The Secretary of State John Kerry referred to the country’s own free will to join the NATO and peaceful Europe, but the media pointed out that Montenegro is in fact deeply split in the decision. There were various articles covering the extensive anti-NATO/pro-Russia protests.
In this entire context, Russia is presented as having some strategic interests in the Western Balkans and maintaining close relations with Serbia. Some comparisons were drawn to 2008, when NATO offered membership to Ukraine. Lithuanian media speculated that the NATO expansion in the Western Balkans will irritate Russia and threaten stability in the Western Balkans.
Interestingly, there were no articles discussing Montenegro’s eligibility for the membership. The overarching tone was provoking in the sense that they were predicting a dangerous response from Russia.
The deeply divided society was mentioned in a few articles, but the protests in Podgorica were mentioned in a different light from that in Russian and American media. It was suggested that the protests had nothing to do with Russia and NATO’s membership, but simply with the disappointment in the government of Montenegrin society.

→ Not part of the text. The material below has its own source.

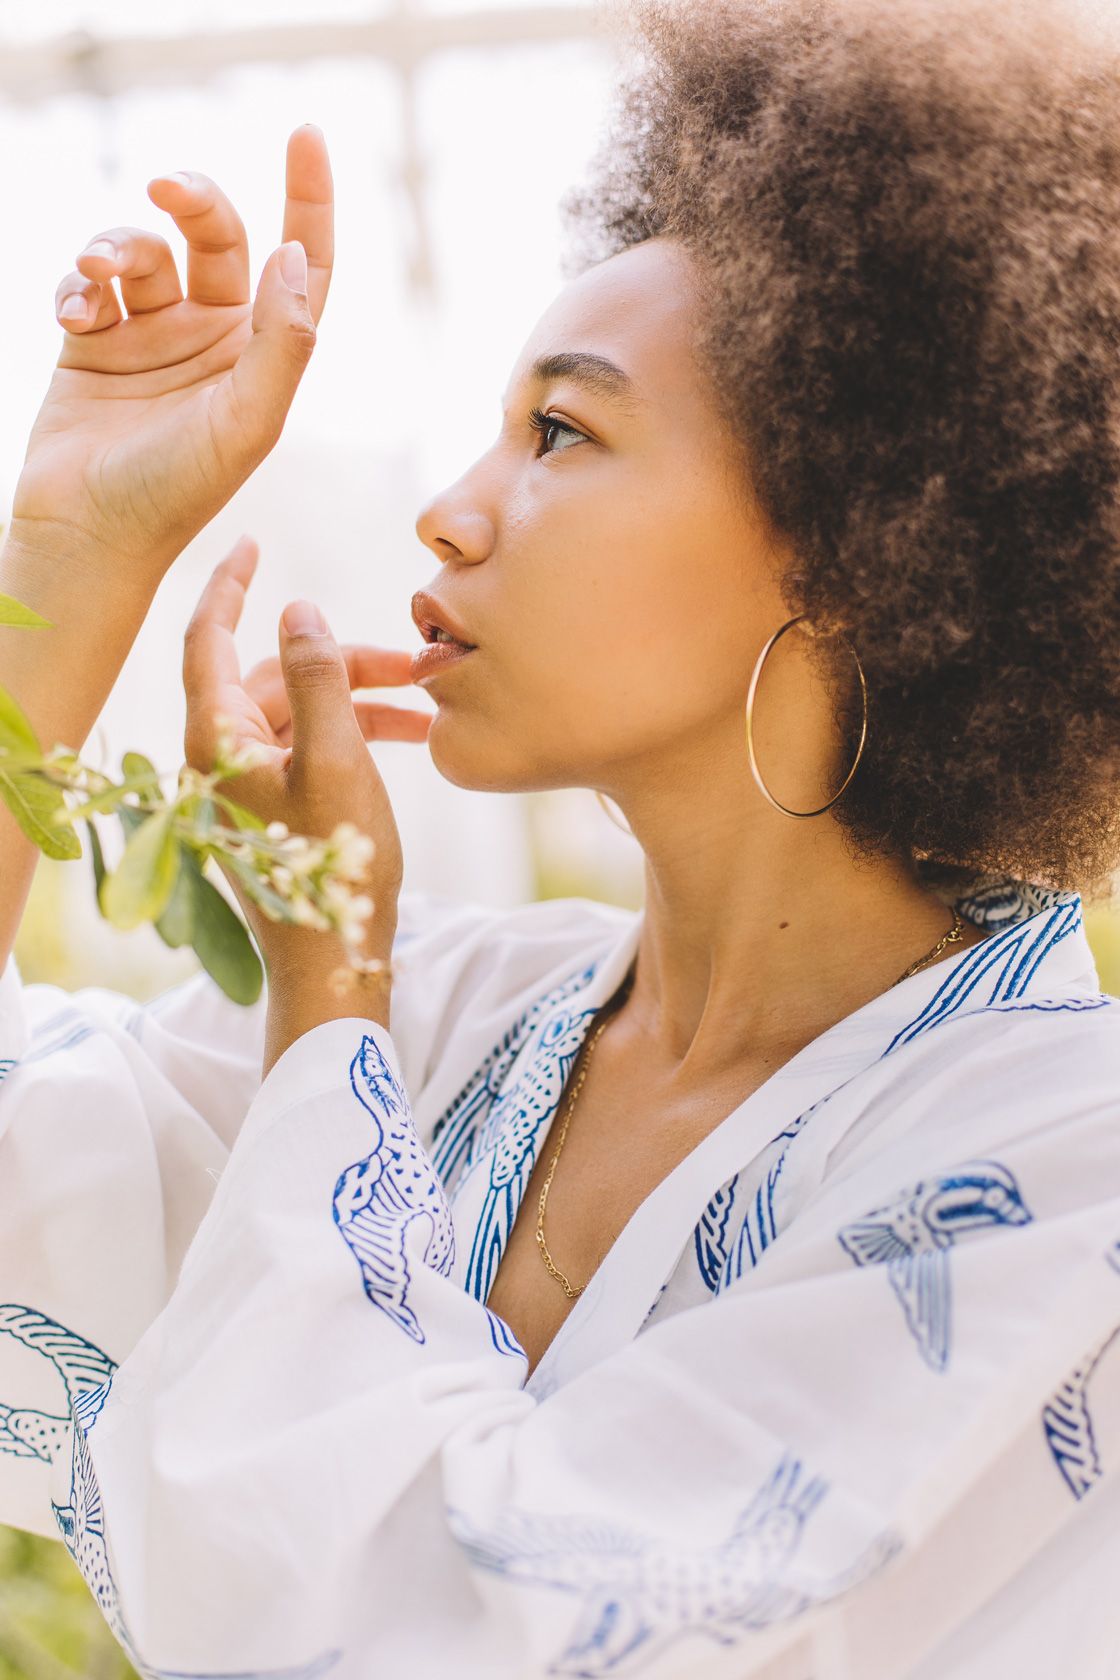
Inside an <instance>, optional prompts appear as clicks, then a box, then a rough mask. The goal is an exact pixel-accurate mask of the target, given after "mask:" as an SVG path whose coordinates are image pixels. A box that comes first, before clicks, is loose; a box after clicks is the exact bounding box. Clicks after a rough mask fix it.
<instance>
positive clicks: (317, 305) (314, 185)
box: [284, 123, 334, 321]
mask: <svg viewBox="0 0 1120 1680" xmlns="http://www.w3.org/2000/svg"><path fill="white" fill-rule="evenodd" d="M285 193H287V197H285V200H284V244H289V240H294V239H297V240H299V244H301V245H302V247H304V250H306V252H307V301H309V304H311V318H312V321H317V319H319V316H321V314H322V306H324V304H326V301H327V289H329V286H331V269H332V267H334V181H332V178H331V160H329V156H327V146H326V141H324V138H322V131H321V129H317V128H316V126H314V123H306V124H304V126H302V128H297V129H296V133H294V134H292V138H290V139H289V143H287V173H285Z"/></svg>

Contrarily to other countries’ media, Russia’s response was not seen as a priority. German media covered an array of topics and focused on Montenegro’s states of stability and democracy.

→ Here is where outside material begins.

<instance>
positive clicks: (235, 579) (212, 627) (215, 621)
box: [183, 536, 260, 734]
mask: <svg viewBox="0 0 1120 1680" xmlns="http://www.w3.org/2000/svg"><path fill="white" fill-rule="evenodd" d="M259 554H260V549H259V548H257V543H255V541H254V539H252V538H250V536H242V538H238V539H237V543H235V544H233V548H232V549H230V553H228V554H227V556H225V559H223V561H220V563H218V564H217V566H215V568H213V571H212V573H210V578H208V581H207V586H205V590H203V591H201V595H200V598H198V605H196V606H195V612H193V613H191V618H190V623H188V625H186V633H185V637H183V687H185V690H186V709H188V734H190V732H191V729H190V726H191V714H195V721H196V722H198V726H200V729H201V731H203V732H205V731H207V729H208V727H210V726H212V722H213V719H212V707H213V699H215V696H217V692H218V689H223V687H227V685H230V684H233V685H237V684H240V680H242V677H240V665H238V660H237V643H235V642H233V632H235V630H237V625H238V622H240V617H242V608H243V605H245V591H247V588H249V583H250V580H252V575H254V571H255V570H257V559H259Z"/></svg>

Spiegel portrays the invitation in the light of a confrontational course between NATO and Russia. It is argued that NATO wants to show to Russia that it does not accept threatening by third states. However, the invitation conflicts with NATO’s interest to have a political dialogue regarding the crisis in Syria.
“NATO cannot permit themselves a stony silence towards Moscow: without Russia, and talks with Russia, an adequate solution in Syria and in the fight against the terrorist militia “Islamic State” will not be achievable. And so, there will continuously be a double strategy by the NATO towards Russia: show strength, when necessary, talk when possible.”
The admission of Croatia and Albania in 2009 was already about the abstract project “stabilization of the West Balkan” than about rewarding consolidated democracies. This is also the case for Montenegro. And this may come back to roost.”
ERR.ee and Delfi portrayed the invitation as highly positive and influential for the stability of Europe. Several authorities stressed that Montenegro has well earned the invitation with great efforts to modernize and liberalize the country.
The general tone in ERR and Delfi disregarded the importance of Russia’s opinion and tried to show that Russia itself is too involved in other events to act on this so called provocation.
“The Kremlin does not plan to take official position in the near future on this topic. The priorities are simply different.” – the press spokesman for the President of Russia, Dmitry Peskov.
Postimees, however, published a much more dramatic article on Russia’s potential response and its extensive criticism on NATO. The head of Russian Duma Foreign Affairs committee, Pushkov, expressed his view that Montenegro was invited to join just to serve the American interests.
Another negative assessment from Postimees highlighted the anti-NATO protests with 2000-5000 people fighting to put the matter to a referendum.
“They bombed us for 70 days, how can we forgive them?” – said one of the protesters.